TASK [Connect to the Catalyst Cloud] *******************************************
ok: [localhost]

TASK [Create a compute instance on the Catalyst Cloud] *************************
changed: [localhost]

TASK [Assign a floating IP] ****************************************************
changed: [localhost]

TASK [Output floating IP] ******************************************************
ok: [localhost] => {
    "floating_ip_info.floating_ip.floating_ip_address": "150.242.41.75"
}

PLAY RECAP *********************************************************************
localhost                  : ok=4    changed=2    unreachable=0    failed=1

The new instance is accessible using SSH. Retrieve the instance’s IP address from the console output. It is echoed by the example Output floating IP task above as “150.242.41.75”. Login using SSH (using the username appropriate to the build image):

$ ssh ubuntu@150.242.41.75

Tip

Additional Ansible playbooks may now be used to configure this instance further, as required.

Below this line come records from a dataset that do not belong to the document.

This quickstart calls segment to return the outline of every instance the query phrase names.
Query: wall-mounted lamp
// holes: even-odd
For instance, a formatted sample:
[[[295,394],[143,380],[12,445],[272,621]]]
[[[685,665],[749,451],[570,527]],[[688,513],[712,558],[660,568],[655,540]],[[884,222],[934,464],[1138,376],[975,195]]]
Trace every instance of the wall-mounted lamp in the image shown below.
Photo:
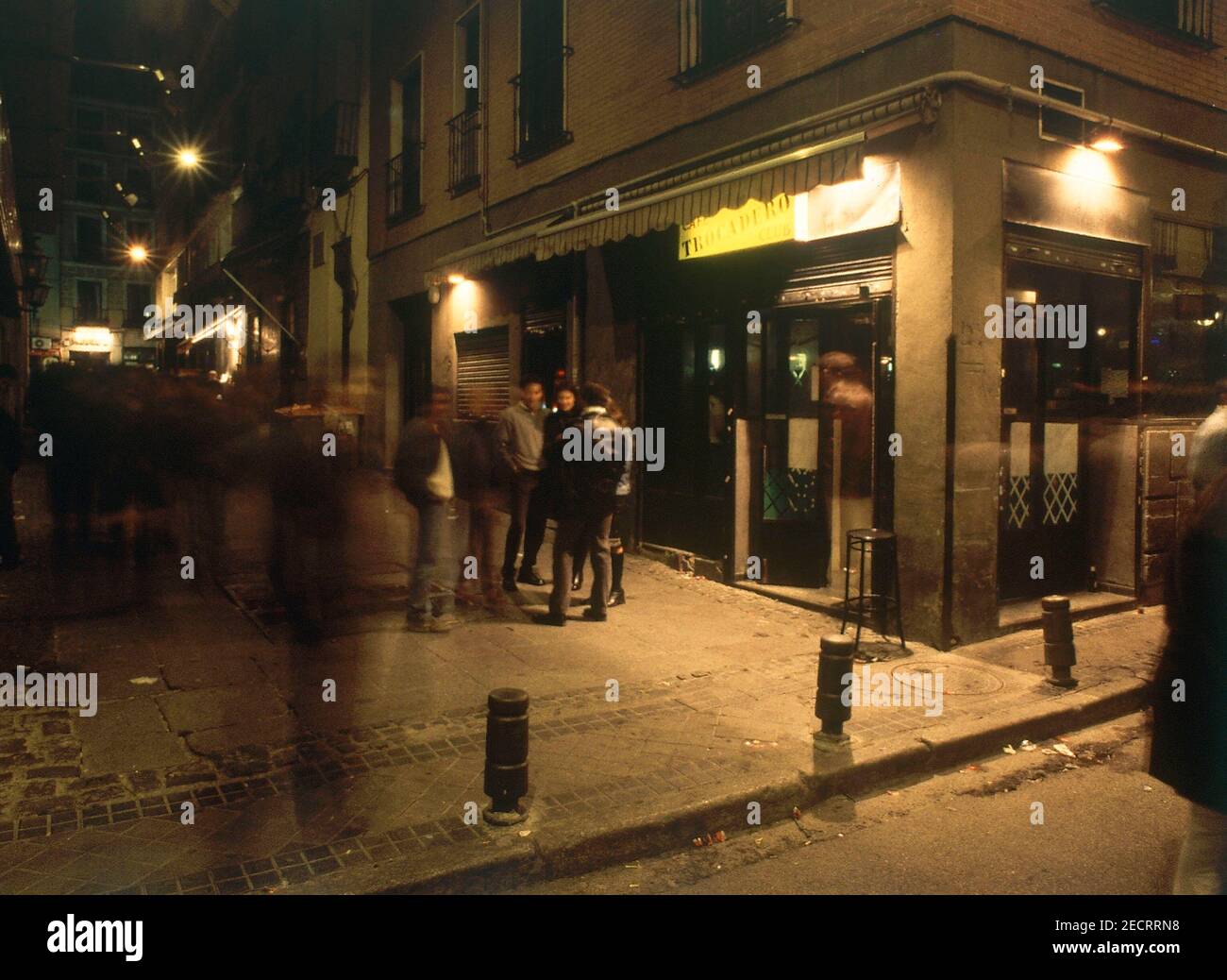
[[[1119,154],[1125,149],[1125,134],[1115,126],[1096,126],[1086,145],[1101,154]]]

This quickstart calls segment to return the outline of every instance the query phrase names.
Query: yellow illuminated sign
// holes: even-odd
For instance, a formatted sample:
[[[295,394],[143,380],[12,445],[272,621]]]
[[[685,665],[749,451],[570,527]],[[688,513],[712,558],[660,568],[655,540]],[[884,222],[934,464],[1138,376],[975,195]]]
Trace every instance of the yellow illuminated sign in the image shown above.
[[[681,226],[679,259],[698,259],[742,248],[790,242],[794,232],[793,198],[777,194],[769,201],[751,200],[741,208],[724,208],[710,217]]]

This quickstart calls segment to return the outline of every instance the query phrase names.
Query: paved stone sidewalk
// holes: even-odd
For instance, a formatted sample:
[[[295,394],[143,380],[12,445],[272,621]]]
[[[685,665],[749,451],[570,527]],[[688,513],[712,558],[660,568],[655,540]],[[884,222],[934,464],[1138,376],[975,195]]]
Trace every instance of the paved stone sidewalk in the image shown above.
[[[517,612],[407,634],[398,555],[409,510],[374,476],[358,499],[366,527],[345,560],[387,602],[357,605],[314,647],[173,575],[144,602],[71,616],[37,603],[15,613],[21,603],[6,599],[44,587],[45,567],[36,559],[10,575],[5,662],[97,671],[102,704],[91,718],[0,709],[0,893],[372,890],[459,868],[480,882],[472,869],[498,856],[540,858],[551,841],[595,854],[602,836],[713,799],[741,799],[744,812],[763,786],[1136,685],[1162,635],[1155,615],[1079,624],[1090,666],[1075,691],[1037,677],[1034,632],[957,655],[913,646],[871,669],[941,672],[942,715],[858,707],[850,742],[821,749],[811,737],[817,642],[837,626],[825,616],[631,558],[631,602],[607,624],[557,630]],[[254,575],[258,562],[237,566]],[[77,571],[79,599],[83,582],[106,598],[97,569]],[[545,591],[518,598],[544,603]],[[335,702],[321,696],[326,680]],[[617,701],[606,700],[609,680]],[[486,802],[485,695],[504,685],[533,698],[531,817],[469,826],[465,804]],[[676,846],[687,826],[670,830]]]

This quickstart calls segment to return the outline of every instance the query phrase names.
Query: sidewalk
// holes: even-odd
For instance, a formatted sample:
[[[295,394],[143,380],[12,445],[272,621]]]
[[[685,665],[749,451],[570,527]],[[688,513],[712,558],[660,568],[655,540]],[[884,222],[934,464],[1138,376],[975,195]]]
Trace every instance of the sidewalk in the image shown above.
[[[96,671],[101,705],[0,709],[0,893],[472,890],[577,873],[745,833],[750,802],[769,824],[1125,714],[1163,632],[1155,612],[1077,624],[1074,690],[1040,679],[1038,632],[912,645],[871,671],[941,672],[944,712],[854,707],[850,742],[826,749],[812,738],[818,637],[838,629],[826,616],[629,556],[629,602],[606,624],[536,626],[524,609],[546,589],[523,588],[506,619],[409,634],[411,515],[379,474],[361,474],[337,556],[357,586],[350,615],[315,647],[260,603],[250,548],[222,576],[229,594],[183,582],[166,556],[147,598],[91,612],[113,576],[53,575],[34,544],[39,474],[22,475],[31,561],[0,580],[0,669]],[[234,502],[232,524],[255,510]],[[463,819],[486,803],[496,686],[531,695],[530,818],[508,829]]]

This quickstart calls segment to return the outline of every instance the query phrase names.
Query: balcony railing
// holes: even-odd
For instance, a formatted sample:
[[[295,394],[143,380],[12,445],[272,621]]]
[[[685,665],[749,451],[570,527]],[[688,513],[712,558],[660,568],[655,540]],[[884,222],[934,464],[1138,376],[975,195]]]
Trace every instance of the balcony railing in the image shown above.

Lastly, we have a playbook that you can use to cleanup all resources created by the previous playbooks.

It has been included in the catalystcloud-ansible git repository referenced earlier, but may also be downloaded as follows:

$ wget -q https://raw.githubusercontent.com/catalyst/catalystcloud-ansible/master/remove-stack.yml

Run the playbook to remove all resources created previously:

$ ansible-playbook remove-stack.yml --extra-vars "floating_ip=<ip-address>"

Replace <ip-address> with the floating-ip assigned by the launch-instance.yml playbook.

Note

This cleanup playbook assumes that all resources have been created using the default names defined in the original playbooks. If the original names have been changed, it will be necessary to edit the cleanup playbook to reflect these changes.